Convolutional neural network architecture of the network for shared representation extraction.

During inference, we stratified the probability of malignancy returned by the network into risk levels referred to as Deep Learning risk levels (DL2 – DL5), modeled after the ones defined in ACR TI-RADS (TR2 – TR5). Using the DL risk level and a nodule’s size resulted in a recommendation for FNA and follow-up.
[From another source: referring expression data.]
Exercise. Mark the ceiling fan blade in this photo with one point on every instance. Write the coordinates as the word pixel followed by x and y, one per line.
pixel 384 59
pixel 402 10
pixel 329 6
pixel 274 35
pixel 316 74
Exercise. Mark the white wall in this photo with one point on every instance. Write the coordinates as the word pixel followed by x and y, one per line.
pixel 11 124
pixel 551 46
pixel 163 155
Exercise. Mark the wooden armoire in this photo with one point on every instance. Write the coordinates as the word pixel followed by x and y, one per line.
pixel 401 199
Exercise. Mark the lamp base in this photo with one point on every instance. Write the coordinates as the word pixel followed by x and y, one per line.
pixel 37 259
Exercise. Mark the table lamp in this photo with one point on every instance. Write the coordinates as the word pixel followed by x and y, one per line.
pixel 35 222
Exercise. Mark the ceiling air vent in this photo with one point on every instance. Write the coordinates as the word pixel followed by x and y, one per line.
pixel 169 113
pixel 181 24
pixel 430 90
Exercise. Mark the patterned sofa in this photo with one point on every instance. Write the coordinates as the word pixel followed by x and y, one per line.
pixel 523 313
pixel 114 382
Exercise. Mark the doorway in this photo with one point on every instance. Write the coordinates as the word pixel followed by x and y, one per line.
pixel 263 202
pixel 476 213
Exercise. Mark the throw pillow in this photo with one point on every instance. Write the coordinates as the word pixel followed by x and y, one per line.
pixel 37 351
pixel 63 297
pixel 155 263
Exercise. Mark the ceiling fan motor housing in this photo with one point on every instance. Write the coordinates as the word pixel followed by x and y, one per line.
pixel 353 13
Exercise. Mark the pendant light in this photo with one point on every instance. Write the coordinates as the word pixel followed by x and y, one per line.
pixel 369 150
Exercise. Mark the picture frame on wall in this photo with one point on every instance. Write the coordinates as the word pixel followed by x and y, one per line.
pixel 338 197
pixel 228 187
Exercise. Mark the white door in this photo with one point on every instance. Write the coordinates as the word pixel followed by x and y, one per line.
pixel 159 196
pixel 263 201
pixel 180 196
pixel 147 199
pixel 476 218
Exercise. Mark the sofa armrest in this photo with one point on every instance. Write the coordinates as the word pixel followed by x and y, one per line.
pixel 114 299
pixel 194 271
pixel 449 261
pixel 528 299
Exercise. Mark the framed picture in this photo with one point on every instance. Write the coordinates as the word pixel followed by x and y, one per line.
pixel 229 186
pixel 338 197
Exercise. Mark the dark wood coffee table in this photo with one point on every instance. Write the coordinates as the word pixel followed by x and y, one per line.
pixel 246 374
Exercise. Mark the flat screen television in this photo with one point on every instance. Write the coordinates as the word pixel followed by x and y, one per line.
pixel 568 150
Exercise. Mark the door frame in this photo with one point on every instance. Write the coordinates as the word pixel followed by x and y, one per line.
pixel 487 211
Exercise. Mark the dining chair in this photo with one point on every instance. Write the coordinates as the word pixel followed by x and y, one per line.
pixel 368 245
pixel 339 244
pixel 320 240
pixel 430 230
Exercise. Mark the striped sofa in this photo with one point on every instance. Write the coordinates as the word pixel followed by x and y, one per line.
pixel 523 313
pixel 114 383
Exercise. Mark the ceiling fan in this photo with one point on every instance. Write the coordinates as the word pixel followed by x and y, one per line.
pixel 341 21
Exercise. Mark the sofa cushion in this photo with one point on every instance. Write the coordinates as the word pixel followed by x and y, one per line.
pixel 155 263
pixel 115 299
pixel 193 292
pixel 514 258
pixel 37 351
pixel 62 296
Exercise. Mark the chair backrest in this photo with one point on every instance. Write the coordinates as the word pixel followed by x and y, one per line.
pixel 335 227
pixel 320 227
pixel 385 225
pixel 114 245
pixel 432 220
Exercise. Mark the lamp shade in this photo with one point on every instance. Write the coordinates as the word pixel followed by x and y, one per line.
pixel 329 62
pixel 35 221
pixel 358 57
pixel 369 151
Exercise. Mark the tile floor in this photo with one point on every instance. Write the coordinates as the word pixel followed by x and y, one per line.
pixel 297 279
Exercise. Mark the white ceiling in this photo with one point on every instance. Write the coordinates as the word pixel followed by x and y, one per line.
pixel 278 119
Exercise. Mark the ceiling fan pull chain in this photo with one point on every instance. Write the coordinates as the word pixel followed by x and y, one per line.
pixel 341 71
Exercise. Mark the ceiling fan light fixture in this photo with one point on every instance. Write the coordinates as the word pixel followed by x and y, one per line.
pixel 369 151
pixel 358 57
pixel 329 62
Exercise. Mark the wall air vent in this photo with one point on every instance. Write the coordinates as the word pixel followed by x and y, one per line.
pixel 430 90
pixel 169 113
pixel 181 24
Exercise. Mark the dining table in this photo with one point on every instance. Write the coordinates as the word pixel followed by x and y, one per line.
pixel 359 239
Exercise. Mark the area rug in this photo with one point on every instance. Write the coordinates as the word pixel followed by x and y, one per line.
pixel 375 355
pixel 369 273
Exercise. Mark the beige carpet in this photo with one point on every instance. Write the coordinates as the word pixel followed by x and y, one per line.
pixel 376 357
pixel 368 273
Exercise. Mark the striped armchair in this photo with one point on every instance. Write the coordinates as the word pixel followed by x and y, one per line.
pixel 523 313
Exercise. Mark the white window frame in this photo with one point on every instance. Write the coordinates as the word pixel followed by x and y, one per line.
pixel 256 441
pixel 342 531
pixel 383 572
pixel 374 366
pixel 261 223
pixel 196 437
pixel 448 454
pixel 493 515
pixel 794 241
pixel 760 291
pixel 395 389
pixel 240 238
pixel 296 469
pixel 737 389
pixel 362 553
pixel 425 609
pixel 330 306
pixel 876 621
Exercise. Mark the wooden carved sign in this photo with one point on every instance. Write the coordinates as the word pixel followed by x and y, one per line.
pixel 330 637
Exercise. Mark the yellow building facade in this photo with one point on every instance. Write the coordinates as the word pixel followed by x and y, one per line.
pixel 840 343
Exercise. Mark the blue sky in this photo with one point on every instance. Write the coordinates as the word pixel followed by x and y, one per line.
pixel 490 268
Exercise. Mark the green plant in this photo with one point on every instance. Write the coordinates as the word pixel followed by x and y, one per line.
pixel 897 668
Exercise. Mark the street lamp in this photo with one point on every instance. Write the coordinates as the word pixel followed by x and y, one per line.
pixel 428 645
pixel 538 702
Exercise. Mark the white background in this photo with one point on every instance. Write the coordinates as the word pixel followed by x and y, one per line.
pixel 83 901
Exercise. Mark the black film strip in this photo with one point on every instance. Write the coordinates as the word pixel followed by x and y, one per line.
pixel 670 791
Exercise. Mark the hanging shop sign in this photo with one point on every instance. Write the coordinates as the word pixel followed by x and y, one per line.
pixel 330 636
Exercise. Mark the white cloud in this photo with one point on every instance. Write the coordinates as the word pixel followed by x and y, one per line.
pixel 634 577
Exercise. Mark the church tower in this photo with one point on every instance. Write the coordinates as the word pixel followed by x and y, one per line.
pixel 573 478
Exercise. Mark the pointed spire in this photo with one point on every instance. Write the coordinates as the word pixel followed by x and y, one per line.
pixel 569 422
The size thresholds for FNA and follow-up recommendation were kept the same as in ACR TI-RADS. This step served the purpose of choosing appropriate point on ROC curve that takes into account nodule size and results in clinically relevant decisions.

Evaluation

We evaluated our deep learning algorithm and compared it to radiologists in two steps shown in Figure 4. First, we compared the performance of the algorithm to human readers in terms of discriminating benign and malignant nodules alone using the area under the receiver operating characteristic curve (AUC). This is the first and principal step of our algorithm as well as the ACR TI-RADS and it does not involve nodule size. The AUC for the deep learning algorithm was calculated using the likelihood of malignancy returned by model, and the AUC for radiologists used the total number of points computed with ACR TI-RADS. Then, for the second step, we evaluated the performance of the entire system in terms of sensitivity and specificity for recommendation of FNA and follow-up which, in addition to the first step described above, involves size-based thresholding. This two-step evaluation allows for isolating the predictive performance that is purely image-based from the final size-based recommendation step which aims to relate to the risk that malignant nodules of different sizes pose to patients.

Figure 4:

Figure 4:

A diagram of the two-step decision making process for management of thyroid nodules. FNA = fine-needle aspiration.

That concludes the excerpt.